Ancak Avusturya - Macaristan sınırındaki demir perdede açılan ilk delik ve sınırda organize edilen Avrupa pikniği ile ok yaydan çıkmıştı bir kez.
Tabi tüm bu sürecin kansız bir şekilde devam edebilmesinin bir baş aktörü vardı. Dönemin Sovyetler Birliğinde yönetime gelen Michael Gorbaçov ve işe başlar başlamaz ilan ettiği Glasnost ve Perestroyka. Yani, saydamlık ve yeniden yapılanma süreci.

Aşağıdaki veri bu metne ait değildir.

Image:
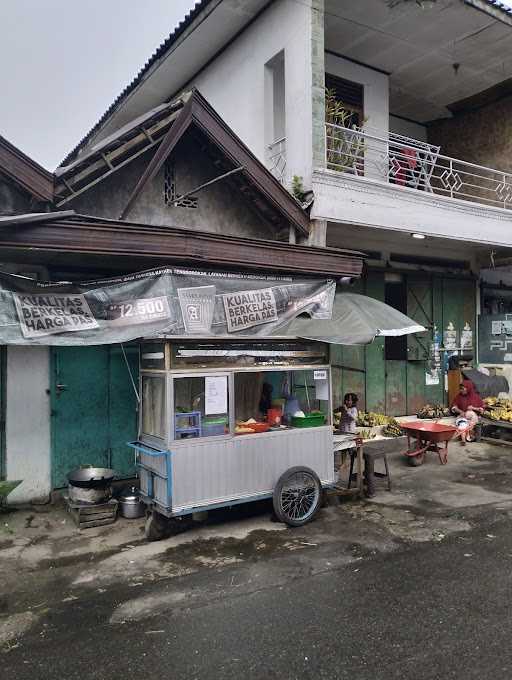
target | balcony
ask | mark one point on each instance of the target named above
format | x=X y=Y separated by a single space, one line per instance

Gorbaçov, sadık müttefikleri Macaristan ve Çekoslovakya'da olup bitenlere sessiz kalarak bu sürecin kansız bir şekilde sonuçlanmasına en büyük desteği verirken 70 yıllık doğu Avrupa'nın Batı ile birleşmesini sağlayan lider olarak da tarihe geçti.
Avusturya-Macaristan sırınıdaki demir perdede açılan bu ilk delikten yayılan özgürlük rüzgarı, kısa sürede tüm Doğu Avrupa'da dramatik değişimlere ve reformlara da vesile oldu.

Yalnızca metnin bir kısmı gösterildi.